還是第一次接觸這種失去了忍族的落單忍者,他之前一直沒有過問她的家族和來曆,就是怕提起什麼傷心事——根本就不用問也能猜得七七八八,畢竟也就隻會發生那點兒事,忍界都司空見慣了,還有什麼新鮮的。

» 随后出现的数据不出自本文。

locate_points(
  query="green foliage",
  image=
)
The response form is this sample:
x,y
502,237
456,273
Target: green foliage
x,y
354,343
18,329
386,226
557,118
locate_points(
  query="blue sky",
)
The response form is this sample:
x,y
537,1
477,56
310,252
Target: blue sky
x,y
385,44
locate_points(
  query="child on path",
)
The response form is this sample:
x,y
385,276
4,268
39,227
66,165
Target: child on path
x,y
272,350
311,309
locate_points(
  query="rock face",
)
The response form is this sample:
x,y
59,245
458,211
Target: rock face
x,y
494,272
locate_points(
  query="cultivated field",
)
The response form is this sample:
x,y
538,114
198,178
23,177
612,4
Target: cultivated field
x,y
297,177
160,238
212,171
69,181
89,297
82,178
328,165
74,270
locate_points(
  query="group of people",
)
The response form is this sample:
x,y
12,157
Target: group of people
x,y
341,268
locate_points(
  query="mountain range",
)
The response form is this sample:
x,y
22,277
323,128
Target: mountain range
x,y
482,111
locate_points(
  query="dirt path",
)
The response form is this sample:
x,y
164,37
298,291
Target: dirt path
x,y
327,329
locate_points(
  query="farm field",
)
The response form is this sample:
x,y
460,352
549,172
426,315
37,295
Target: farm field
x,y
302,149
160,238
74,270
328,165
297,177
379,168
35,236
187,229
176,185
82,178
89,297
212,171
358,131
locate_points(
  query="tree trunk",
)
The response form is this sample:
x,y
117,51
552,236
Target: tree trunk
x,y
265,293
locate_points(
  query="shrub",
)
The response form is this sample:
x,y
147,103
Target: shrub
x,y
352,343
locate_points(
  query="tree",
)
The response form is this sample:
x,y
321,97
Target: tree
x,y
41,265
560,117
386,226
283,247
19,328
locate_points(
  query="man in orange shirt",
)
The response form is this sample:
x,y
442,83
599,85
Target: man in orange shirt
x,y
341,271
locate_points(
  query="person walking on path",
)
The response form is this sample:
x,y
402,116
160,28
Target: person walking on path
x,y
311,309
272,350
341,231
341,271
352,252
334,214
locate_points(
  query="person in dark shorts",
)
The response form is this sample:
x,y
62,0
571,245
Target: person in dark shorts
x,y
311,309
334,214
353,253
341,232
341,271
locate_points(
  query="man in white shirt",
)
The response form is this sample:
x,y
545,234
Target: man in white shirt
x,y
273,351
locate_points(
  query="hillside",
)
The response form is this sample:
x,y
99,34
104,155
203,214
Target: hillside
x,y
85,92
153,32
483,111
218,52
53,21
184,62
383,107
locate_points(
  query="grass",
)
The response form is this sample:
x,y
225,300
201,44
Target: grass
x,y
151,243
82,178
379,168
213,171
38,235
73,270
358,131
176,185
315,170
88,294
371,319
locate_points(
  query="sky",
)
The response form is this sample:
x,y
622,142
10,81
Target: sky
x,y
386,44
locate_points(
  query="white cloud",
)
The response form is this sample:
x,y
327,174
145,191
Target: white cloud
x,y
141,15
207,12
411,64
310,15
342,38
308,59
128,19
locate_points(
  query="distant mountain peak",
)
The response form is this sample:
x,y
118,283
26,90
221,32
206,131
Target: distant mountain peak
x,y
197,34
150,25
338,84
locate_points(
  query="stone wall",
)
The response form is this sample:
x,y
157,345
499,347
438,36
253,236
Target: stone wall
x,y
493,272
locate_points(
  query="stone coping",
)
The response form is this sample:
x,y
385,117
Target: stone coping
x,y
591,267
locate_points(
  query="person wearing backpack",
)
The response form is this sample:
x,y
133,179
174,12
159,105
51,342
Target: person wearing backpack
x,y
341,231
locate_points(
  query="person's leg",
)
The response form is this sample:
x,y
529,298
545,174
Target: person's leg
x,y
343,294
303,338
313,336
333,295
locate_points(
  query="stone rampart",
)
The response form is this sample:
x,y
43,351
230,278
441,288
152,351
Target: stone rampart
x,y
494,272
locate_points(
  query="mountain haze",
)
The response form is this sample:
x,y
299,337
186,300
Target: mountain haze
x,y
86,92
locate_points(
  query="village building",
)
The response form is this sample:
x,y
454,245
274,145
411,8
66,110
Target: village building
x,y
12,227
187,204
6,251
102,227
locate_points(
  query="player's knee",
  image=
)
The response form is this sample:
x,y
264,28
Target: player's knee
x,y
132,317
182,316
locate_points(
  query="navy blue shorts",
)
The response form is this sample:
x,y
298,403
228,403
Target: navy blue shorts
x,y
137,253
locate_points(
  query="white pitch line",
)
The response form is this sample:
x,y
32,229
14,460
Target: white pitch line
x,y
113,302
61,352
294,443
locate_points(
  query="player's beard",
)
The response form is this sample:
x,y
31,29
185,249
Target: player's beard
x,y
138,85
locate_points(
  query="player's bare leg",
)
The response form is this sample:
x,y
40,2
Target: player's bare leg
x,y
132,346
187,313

這麼小就流落在外,全部家當居然裝不滿一個小包……還是個柔弱的女孩子。
但他也完全不是擅長安慰人的類型,隻好閉口不語,以免說多錯多。
一路上,空氣安靜的可怕。
他領路,在樹幹上跳來跳去,速度適中,發現她能很好地跟上他之後,也沒有再提快。
宇智波斑試圖說點什麼,然而旁邊的春野醫生看起來根本不想和他說話。
……好像被討厭了。
他很少會和異□□流,族內也都是處理任務,況且這個比他小那麼多,他也不敢再貿然開口。
算了,之後交給泉奈吧,他真的不擅長。
隻有在進入族地領域的時候讓巡邏隊感知到了他,宇智波斑帶著春野櫻繞路從後門回到了家裏。他不打算讓她這麼早接觸族人——大家看向春野醫生的目光……可能會讓她感覺到十分不舒服,這個過程還得循序漸進,至於第一天就算了吧。
他把她安排在了三進門的後院。
這裏一直空著從來沒人住,與他和泉奈居住的正院有後花園相隔,也能照顧她的隱私。最重要的是,後門出去直接就是族地最邊緣了,方便她每天來往去鎮上醫館,也不會被人看見。
而春野櫻初來乍到,好奇地打量院子裏的一切。
不愧是忍界頂尖的大家族,這可真是豪宅,庭院裏居然還有池塘,做的添水、景觀、枯山水什麼的就更不用說了。
宇智波斑把她帶到一個空房間前:“我已經派人準備了一些必要的東西,如果缺少什麼,你可以再告訴我。”
“哦,好。”春野櫻的心思根本就沒放在和他說話上,還在打量這個華麗的和室。
還不錯嘛,她想。
就在她毫不客氣準備關門的時候,宇智波斑用手擋了一下,從懷裏掏出來一個卷軸:“這個給你。”
“這是什麼?”她低頭盯著卷軸,沒有第一時間接。
“咳……”黑發男人看起來有些無措,“是我給弟弟帶時順便買的,我想你這個年紀的小姑娘應該會喜歡吃這種東西。”
其實是他自己也喜歡吃來著。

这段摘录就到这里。